The closest I can get is WoW and GW2, and they only release expansions once every 2 or 3 years.
Nowadays we rarely get good JRPGs.
Disagree. I find a ton of good JRPGs to play.
Final Fantasy hasn't been charming in over a decade and a half. Tales of releases have slowed to a crawl. SEGA is disinterested in making more Valkyria Chronicles and Sakura Wars games. Xenoblade games only come out once every 5 years. Oddballs like Monochrome Mobius are rare.
These series that you mentioned aren't like Kiseki at all.
Everyone wants to play good games. But do you specifically want to play Kiseki? You make it sound like you just play these games because they just fit a certain style.
They're not even very fantasy given that everyone is a human and it is set on an earth-like world resembling the early modern period (Trails in the Sky, Trails of Cold Steel) or the present day (Crossbell, Kuro)
Your criteria for fantasy seems to be your own and makes little sense. Kiseki games are high fantasy by all conventional definitions.
The series has:
- magic, wielded by characters, but also as an intrinsic part of the setting and environment
- fantastical creatures, including talking beasts
- technology hundreds of years ahead of our own
- characters having extravagant abilities
The biggest strength and issue of Trails is just how story it is.
Considering how you go on in the same paragraph to disagree with yourself on this point, please revisit this statement re: strength, because you really don't seem to like the story at all.
These are 100 to 130 hour long games and about 70% of them is reading.
Maybe 50% for most players. That percentage obviously goes up if you start looking into the optional novel books and other stuff, like character bios and blurbs.
As for the reading part, I know what you mean, and I don't necessarily want to nitpick, but I will. They're not text-only VNs. Not when you also have animations and character speech. So, no, it's a bit more than just 'reading'.
Most of it is padding that can be cut
There is no padding. Just because you don't like certain parts it doesn't mean they're inessential. I, for example, think Zeit is completely useless, but both fans as well as the writers obviously disagree, because he was in Crossbell and he's in Reverie again.
Objectively, anything that could feasibly be considered padding is completely optional, like the aforementioned books and minigames.
It's actually the opposite of padding, because unlike in many other games, minigames and other similar activites in the series are completely and truly optional.

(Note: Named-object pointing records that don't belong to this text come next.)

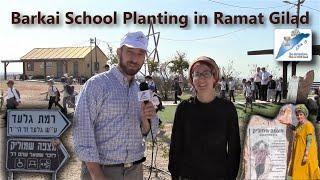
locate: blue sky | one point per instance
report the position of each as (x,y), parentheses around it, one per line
(221,42)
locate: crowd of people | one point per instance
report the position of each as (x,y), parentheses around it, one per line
(261,86)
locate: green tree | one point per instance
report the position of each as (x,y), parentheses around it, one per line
(179,63)
(153,66)
(112,56)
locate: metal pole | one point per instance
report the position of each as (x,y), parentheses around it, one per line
(91,58)
(10,176)
(95,49)
(5,70)
(54,176)
(294,64)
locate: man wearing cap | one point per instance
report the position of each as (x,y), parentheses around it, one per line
(110,122)
(13,98)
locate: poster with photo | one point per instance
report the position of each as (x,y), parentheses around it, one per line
(268,156)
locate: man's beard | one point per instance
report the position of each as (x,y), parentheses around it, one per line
(124,67)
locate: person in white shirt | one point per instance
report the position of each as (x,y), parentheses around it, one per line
(264,83)
(253,89)
(232,88)
(12,96)
(12,99)
(257,81)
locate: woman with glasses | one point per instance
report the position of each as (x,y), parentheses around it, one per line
(205,142)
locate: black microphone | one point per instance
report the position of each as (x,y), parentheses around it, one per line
(144,94)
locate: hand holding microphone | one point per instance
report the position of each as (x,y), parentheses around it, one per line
(147,109)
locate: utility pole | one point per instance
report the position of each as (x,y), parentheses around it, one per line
(294,63)
(95,50)
(91,41)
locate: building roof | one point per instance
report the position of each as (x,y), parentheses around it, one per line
(58,53)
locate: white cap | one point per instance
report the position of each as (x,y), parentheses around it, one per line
(135,40)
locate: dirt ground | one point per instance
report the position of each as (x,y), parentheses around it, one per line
(32,99)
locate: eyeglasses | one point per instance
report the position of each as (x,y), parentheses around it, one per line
(205,74)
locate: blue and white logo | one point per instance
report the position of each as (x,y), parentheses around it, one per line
(293,45)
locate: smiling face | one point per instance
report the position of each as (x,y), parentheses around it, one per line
(203,78)
(131,59)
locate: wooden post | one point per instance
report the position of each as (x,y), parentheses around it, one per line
(5,70)
(45,70)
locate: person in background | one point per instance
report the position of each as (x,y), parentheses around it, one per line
(253,88)
(271,89)
(264,83)
(279,90)
(12,96)
(151,84)
(223,88)
(106,67)
(232,88)
(68,91)
(257,81)
(177,90)
(249,95)
(54,96)
(205,141)
(110,123)
(304,159)
(12,99)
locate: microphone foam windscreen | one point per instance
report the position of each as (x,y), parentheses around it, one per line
(144,86)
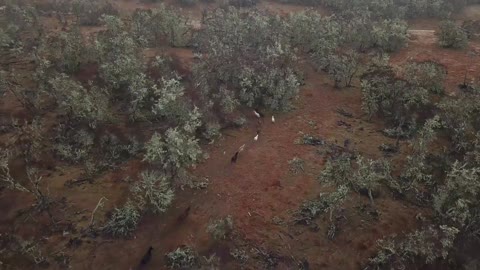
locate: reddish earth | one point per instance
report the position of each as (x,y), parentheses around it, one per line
(259,191)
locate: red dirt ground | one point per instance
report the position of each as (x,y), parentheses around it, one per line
(256,191)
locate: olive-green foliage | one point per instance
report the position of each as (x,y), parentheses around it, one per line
(417,170)
(390,35)
(188,2)
(370,174)
(67,51)
(365,175)
(221,229)
(457,200)
(420,247)
(396,9)
(158,100)
(8,39)
(153,192)
(123,221)
(248,61)
(243,3)
(319,36)
(182,258)
(89,12)
(461,117)
(29,138)
(19,18)
(6,178)
(363,31)
(118,54)
(343,67)
(337,171)
(74,147)
(429,8)
(451,35)
(175,150)
(429,75)
(326,202)
(78,102)
(384,94)
(151,27)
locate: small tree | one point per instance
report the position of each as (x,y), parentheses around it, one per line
(177,150)
(390,35)
(78,102)
(161,24)
(417,169)
(67,50)
(182,258)
(429,75)
(118,54)
(450,35)
(221,229)
(422,247)
(457,200)
(370,174)
(343,67)
(153,191)
(123,221)
(89,12)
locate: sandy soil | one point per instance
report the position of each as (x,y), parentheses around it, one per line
(259,191)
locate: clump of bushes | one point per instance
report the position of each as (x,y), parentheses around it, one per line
(421,246)
(153,192)
(182,258)
(450,35)
(221,229)
(123,221)
(248,62)
(429,75)
(89,12)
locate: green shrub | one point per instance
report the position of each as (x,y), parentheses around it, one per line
(390,35)
(153,191)
(182,258)
(74,146)
(420,247)
(187,2)
(67,51)
(77,102)
(457,200)
(243,3)
(89,12)
(161,24)
(118,54)
(394,99)
(319,36)
(177,150)
(123,221)
(450,35)
(248,62)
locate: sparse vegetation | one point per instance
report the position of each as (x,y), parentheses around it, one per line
(450,35)
(153,191)
(182,258)
(107,107)
(221,229)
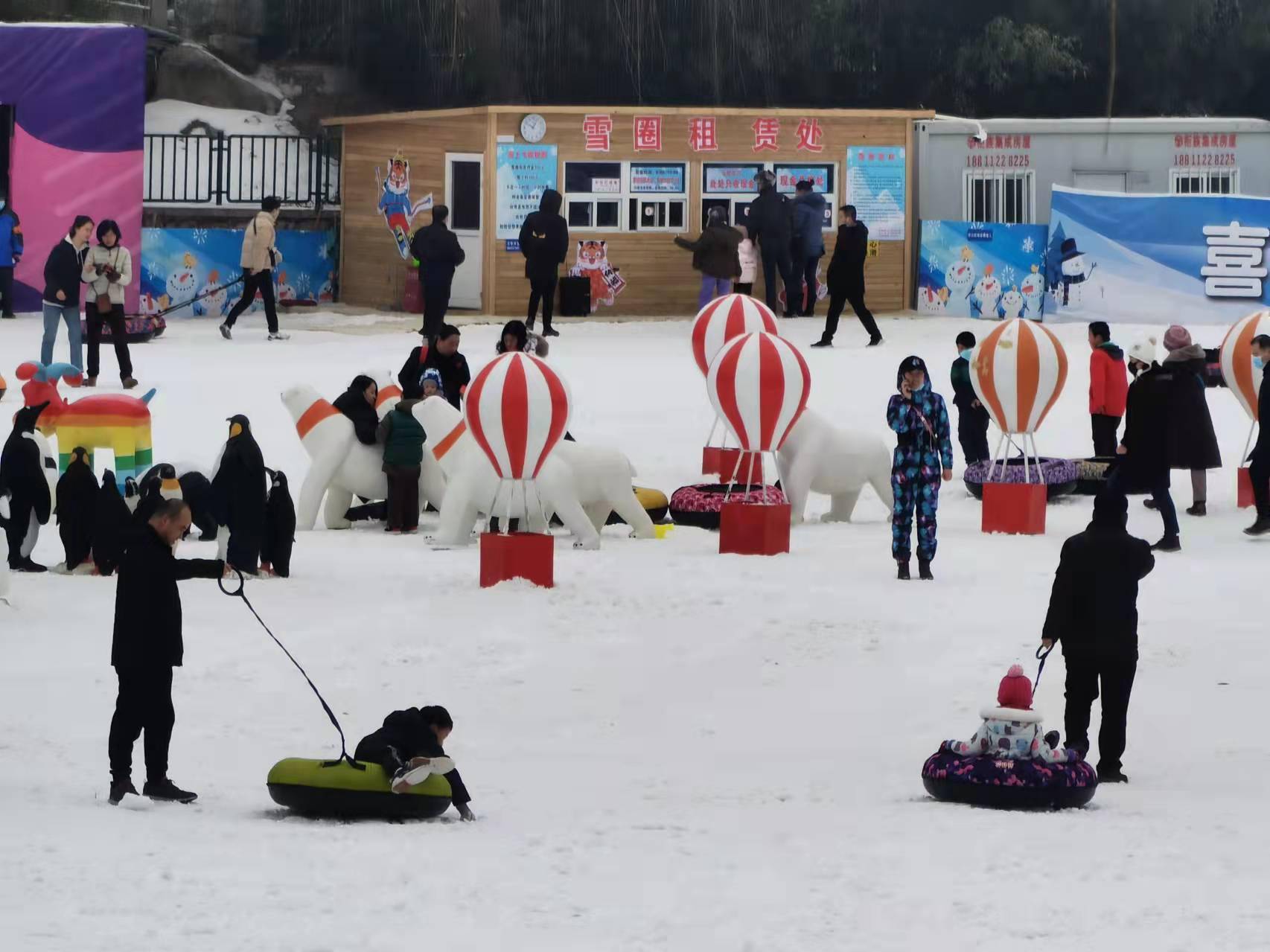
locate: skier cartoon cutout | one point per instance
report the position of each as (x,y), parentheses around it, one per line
(395,201)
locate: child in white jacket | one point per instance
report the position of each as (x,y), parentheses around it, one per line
(1012,732)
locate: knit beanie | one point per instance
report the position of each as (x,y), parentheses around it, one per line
(1015,689)
(1176,338)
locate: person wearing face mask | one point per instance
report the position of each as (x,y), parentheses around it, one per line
(147,645)
(1260,470)
(971,422)
(258,261)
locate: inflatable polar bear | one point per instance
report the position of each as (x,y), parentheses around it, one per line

The stories in these games are not satisfactorily concluded within one game, but you're instead supposed to buy sequel games on the hope that there will be a satisfying conclusion to what was promised in an earlier game.
No, you're not supposed to do that at all. This is not Final Fantasy. These games are episodic in a connected grand universe and the only kind of conclusion they receive is based on arcs: Liberl, Crossbell, Erebonia, Calvard. Whatever gave you the impression these are one-offs? Nothing. You're inserting your own weird expectations based on nothing.
In a sense, you're the kind of customer Falcom loves to have, because you seem like you really don't want to play these games, but you just keep doing so and talking about them.
Except these games rarely payoff on those promises.
There is no such promise. You made it up in your head. Fans want the story to continue. Fans want to see the same characters and even more new ones. This is a series not just in name, but in essence.
The status quo always resets. The heroes suffer no real consequences.
You meant to say 'the heroes suffer no negative consequences'. There is definite character progression, but it is in an upward manner.
But it's the same for the villains. They also tend to get stronger.
I mean, this is all something that's been happening since Trails in the Sky, so if you don't like it, why are you still playing these games?
The are stunning moments of protagonist hypocrisy and double standards.
Maybe this is true. And? Point me to a better videogame story of this length.
In the end you feel like you've wasted all this time paying attention and speculating for no real reason.
No. I don't play these games to speculate. I don't play these games to make fanfic. I enjoy them for what they are, in the moment, and then look forward to whatever comes next.
That feels really bad when the 1,000+ hour long story is the main feature of these games.
This is a non-sequitur. You just said in more than one way that you've wanted the story to come to a conclusion, which would guarantee that it would never reach 1,000+ hours.
Do you want a short or long story?
but again that's really secondary to the story
The clown squad member whom I was replying to previously had had way more criticisms than the story. In fact he always does, that's why you can tell he's lying. And yet he always comes back (great customer).
You mentioned other parts of the games are pleasing, but others would disagree with you on this too. Some don't like the graphics, others don't like the music. I read them on Youtube and other places.
And gameplay isn't secondary to the story at all. The gameplay, past minigames and field encounters, is directly tied to the story itself - difficulty and balancing issues aside.
But anyway, since your critiques are way more integral and encompassing than the clown squad's
("I don't like Rean", "I only like Estelle as a 2D sprite", "These characters are in highschool and I'm in my fifties and that makes me feel bad", etc.), I'd like to understand why you keep playing like they're forcing a gun to your head.